Et, qui sait, peut-être de changer d’idée… Les admissions sont gratuites ou remboursables (contrairement aux cégeps et aux universités).

Sachez, par ailleurs, qu’avec un diplôme de premier cycle (Undergraduate degree) et trois mois d’expérience en programmation, il est possible de s’inscrire à une formation en ligne dans une université aussi prestigieuse que le MIT pour douze (12) semaines de formation à temps partiel moyennant 3 400$ américains.

TAUX PLACEMENT

L’âge et les motivations sont importants dans le choix d’une formation. Lorsqu’on cherche à se réorienter ou à se trouver un emploi après sa formation universitaire, il faut considérer le taux de placement et les connexions avec le milieu des affaires.

Les grandes universités travaillent activement sur leur service de placement ou de stage en entreprise, mais ne réussissent pas toujours à offrir le « service après-vente » des écoles privées spécialisées.

Le taux de placement des diplômés des écoles interrogées pour cet article se situe entre 85 et 95%. Certaines s’appuient sur un réseau de partenaires recruteurs. Elles organisent aussi des journées de recrutement après la formation et préparent les finissants aux entrevues.

FRAIS DE SCOLARITÉ

Les prix tournent autour de 10 000$ pour quelque 450 heures de formation. Le service carrière de placement est parfois gratuit, mais il peut coûter jusqu’à 3 000$. Renseignez-vous avant l’inscription.

Comme ce n’est pas donné, l’aide financière pourrait servir.
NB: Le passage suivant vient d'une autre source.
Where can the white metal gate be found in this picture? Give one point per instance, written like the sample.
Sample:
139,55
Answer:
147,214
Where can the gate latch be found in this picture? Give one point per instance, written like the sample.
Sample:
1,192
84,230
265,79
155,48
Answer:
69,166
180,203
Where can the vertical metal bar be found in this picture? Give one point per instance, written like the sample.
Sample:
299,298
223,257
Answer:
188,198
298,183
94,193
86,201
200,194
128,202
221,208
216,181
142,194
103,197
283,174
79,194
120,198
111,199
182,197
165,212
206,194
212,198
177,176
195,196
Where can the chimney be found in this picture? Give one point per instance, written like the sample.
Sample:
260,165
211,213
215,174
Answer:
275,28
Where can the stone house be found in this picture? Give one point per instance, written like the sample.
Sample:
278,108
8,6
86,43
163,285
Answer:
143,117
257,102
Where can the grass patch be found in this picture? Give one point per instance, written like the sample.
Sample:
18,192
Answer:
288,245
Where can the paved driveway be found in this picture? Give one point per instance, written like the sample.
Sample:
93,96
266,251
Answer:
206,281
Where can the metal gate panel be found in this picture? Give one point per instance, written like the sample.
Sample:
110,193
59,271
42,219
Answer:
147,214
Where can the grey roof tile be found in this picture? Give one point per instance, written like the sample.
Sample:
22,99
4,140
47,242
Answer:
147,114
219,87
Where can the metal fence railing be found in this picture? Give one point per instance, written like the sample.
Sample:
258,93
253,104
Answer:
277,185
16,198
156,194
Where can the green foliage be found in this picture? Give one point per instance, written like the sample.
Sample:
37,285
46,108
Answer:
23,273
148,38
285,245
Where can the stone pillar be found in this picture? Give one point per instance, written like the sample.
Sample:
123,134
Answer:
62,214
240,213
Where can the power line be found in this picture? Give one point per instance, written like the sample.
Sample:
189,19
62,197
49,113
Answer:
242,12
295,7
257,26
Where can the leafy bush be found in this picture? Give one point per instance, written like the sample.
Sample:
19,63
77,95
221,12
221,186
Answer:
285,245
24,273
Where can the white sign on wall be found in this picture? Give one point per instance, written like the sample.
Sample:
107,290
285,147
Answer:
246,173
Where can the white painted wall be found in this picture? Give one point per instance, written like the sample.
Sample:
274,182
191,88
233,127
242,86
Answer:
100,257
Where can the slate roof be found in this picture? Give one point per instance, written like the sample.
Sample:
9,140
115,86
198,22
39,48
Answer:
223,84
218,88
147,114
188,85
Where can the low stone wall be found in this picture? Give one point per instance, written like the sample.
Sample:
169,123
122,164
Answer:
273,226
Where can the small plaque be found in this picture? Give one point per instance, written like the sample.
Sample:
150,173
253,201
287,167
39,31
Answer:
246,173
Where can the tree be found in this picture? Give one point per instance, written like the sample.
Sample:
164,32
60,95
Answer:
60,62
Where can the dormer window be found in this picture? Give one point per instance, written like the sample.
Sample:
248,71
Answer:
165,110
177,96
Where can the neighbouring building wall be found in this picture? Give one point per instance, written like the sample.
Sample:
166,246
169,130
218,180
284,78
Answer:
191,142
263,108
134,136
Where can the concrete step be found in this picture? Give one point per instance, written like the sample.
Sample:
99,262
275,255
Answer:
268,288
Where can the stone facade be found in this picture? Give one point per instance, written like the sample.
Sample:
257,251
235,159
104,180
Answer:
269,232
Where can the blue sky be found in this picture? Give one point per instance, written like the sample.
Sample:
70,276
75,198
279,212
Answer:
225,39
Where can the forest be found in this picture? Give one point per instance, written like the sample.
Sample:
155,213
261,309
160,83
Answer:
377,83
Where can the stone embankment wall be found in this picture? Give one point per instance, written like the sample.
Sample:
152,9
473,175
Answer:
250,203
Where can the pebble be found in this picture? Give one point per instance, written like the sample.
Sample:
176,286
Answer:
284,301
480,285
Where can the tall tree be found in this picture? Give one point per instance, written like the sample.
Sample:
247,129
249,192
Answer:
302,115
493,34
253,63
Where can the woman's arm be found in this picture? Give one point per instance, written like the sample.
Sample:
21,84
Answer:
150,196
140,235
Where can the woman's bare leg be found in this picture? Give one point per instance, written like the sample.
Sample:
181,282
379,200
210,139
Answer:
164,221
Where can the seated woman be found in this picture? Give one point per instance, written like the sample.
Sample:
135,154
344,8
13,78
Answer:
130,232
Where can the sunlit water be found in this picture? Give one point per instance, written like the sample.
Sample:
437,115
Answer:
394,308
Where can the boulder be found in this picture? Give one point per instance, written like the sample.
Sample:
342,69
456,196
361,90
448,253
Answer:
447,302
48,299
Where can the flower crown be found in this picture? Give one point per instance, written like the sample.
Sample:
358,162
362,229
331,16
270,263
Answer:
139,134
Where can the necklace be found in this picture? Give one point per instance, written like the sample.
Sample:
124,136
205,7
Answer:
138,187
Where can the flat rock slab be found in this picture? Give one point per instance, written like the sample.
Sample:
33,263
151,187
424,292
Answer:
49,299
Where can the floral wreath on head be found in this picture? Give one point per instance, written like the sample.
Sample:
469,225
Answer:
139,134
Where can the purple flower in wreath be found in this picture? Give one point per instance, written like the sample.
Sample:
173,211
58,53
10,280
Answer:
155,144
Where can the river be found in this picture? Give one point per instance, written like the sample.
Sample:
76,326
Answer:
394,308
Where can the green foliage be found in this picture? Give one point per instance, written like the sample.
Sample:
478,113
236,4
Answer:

À cet effet, lisez les 4 meilleurs moyens de financer la formation de Wagon Canada ou téléchargez le guide financier de Lighthouse Labs.

Certaines écoles bénéficient aussi de partenariats académiques avec des universités canadiennes comme en Saskatchewan et au Nouveau-Brunswick, ce qui tend à réduire les coûts d’inscription pour les étudiants inscrits dans un programme universitaire.

RECONNAISSANCE DU DIPLÔME

Malgré une grande demande pour ce genre de compétences sur le marché de l’emploi, les formations privées en science de données ne sont pas non plus reconnues par le ministère de l’Enseignement supérieur du Québec ni pour une attestation d’études collégiales (AEC).

« Il n’y a que la Teluq qui peut offrir des formations 100% virtuelles reconnues par le ministère en ce moment », déplore Ines Alvergne. Elle précise que l’Impérial Collège à Londres et HEC Paris ont fait le choix d’intégrer une formation Wagon dans leur cursus plutôt que de créer un programme.

C’est bien connu que les écoles de formations privées résistent mal aux pressions protectionnistes de nos institutions d’enseignement publiques québécoises. La logique étant de préserver la valeur de nos diplômes universitaires.

Afin de requalifier certains travailleurs plus rapidement, n’aurait-on pas intérêt à laisser plus de place aux formations de pointe plus flexibles et accessibles, tout en ajoutant des balises pour s’assurer que l’enseignement soit reconnu?

Car former de grands cerveaux dans nos universités est une chose; former des travailleurs intelligents et des spécialistes sachant opérer dans un environnement numérique en est une autre.